2-) Birleşen dava yönünden temyiz incelemesinde;
Somut olayda; birleşen dosya davacısı kiracı, 1.000 USD depozito bedelinin iadesini talep etmiş olup, kira sözleşmesinin ” hususi şartlar ” başlığı altında düzenlenen 9. maddesinde, ” Kiracı depozit olarak 1.000 Amerikan Doları mal sahibine vermiştir.” ; 13. maddesinde ise ; “Kiracı daireyi boşaltıp giderken doğacak herhangi bir zarar ve ziyanı mal sahibi depozitten giderir. Verilen depozit yapılacak zarar ve ziyanı karşılamazsa kiracı karşılamayı şimdiden kabul eder.” şeklinde düzenleme yapılmıştır. Kiracı özel şart gereğince, kiraya verene ödediği depozito bedelinin iadesini ancak kiralananın tahliye tarihinde tam ve sağlam olarak kiraya verene teslimi halinde isteyebilir. Bir başka ifade ile depozito bedelinin iade edilebilmesi için kiracının, kiraya verene sözleşme uyarınca borcunun bulunmaması gerekir.
O halde, mahkemece; depozito bedeli mahsup edilmek suretiyle , depozito bedelini aşan kısmın asıl davada hüküm altına alınması, hasıl olacak sonuca göre birleşen dava hakkında bir karar verilmesi gerekirken, yanılgılı değerlendirme ile yazılı şekilde hüküm tesisi doğru görülmemiş, bozmayı gerektirmiştir.

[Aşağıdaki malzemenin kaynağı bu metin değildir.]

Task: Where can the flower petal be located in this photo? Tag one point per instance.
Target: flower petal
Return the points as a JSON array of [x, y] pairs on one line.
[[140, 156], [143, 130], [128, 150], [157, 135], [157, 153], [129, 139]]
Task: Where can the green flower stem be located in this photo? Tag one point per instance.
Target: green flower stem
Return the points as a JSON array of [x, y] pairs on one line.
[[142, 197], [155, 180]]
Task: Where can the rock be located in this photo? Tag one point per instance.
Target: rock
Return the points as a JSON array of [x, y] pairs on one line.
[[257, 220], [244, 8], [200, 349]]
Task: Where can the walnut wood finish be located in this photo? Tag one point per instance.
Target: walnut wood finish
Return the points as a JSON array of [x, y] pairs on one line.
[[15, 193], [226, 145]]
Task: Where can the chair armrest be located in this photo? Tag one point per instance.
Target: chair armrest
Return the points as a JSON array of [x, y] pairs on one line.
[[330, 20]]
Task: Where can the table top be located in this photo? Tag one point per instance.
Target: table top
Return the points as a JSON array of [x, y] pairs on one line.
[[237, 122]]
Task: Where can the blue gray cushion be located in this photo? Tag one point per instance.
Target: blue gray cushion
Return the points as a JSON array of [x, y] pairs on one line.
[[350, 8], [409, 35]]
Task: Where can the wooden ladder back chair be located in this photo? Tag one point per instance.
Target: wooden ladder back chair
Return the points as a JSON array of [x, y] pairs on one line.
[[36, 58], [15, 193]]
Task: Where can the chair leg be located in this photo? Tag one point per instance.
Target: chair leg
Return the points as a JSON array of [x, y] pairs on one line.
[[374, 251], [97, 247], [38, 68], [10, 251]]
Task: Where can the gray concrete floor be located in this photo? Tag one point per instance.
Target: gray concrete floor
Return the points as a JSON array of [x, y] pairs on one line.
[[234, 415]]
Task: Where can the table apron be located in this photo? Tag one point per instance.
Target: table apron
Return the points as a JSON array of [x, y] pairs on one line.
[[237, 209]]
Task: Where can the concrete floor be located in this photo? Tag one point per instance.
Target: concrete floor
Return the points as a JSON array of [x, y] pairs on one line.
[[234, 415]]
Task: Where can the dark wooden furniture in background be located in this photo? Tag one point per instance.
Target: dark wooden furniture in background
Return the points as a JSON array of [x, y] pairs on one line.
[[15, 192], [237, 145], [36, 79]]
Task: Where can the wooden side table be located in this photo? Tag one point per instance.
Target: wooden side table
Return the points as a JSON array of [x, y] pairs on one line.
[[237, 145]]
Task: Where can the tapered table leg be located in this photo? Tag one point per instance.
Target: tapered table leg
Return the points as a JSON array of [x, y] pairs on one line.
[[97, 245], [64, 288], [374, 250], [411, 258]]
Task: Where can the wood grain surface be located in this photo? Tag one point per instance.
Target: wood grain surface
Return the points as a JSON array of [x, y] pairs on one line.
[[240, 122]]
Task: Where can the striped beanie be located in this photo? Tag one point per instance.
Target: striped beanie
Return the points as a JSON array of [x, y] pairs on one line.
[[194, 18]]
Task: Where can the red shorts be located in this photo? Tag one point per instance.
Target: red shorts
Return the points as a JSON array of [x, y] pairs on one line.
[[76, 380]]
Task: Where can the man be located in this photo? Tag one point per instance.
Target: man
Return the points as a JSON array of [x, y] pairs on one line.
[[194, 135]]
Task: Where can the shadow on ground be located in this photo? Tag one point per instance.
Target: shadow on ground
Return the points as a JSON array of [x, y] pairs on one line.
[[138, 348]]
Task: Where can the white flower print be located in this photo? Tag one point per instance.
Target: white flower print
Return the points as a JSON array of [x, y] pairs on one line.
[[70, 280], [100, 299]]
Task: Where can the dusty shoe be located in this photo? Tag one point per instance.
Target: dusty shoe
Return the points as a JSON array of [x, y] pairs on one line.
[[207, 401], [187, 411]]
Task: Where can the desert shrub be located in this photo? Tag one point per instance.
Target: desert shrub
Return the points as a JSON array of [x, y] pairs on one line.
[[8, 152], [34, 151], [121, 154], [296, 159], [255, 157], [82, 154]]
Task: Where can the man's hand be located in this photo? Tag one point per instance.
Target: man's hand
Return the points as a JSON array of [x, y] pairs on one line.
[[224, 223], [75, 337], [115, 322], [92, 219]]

SONUÇ: Yukarıda 1-a) bendinde açıklanan nedenlerle davacı- birleşen dosya davalısı vekilinin asıl davaya yönelik sair temyiz itirazlarının REDDİNE, 1-b) ve 2. bentte açıklanan nedenlerle davacı- birleşen dosya davalısı vekilinin temyiz itirazlarının kabulü ile asıl ve birleşen davaya yönelik hükmün HUMK’un 428. maddesi gereğince davacı-birleşen dosya davalısı yararına BOZULMASINA, peşin alınan temyiz harcının istek halinde temyiz edene iadesine, 6100 sayılı HMK’nın Geçici Madde 3 atfıyla 1086 sayılı HUMK’nun 440.maddesi gereğince karar düzeltme yolu açık olmak üzere, 01.07.2019 tarihinde oy birliğiyle karar verildi.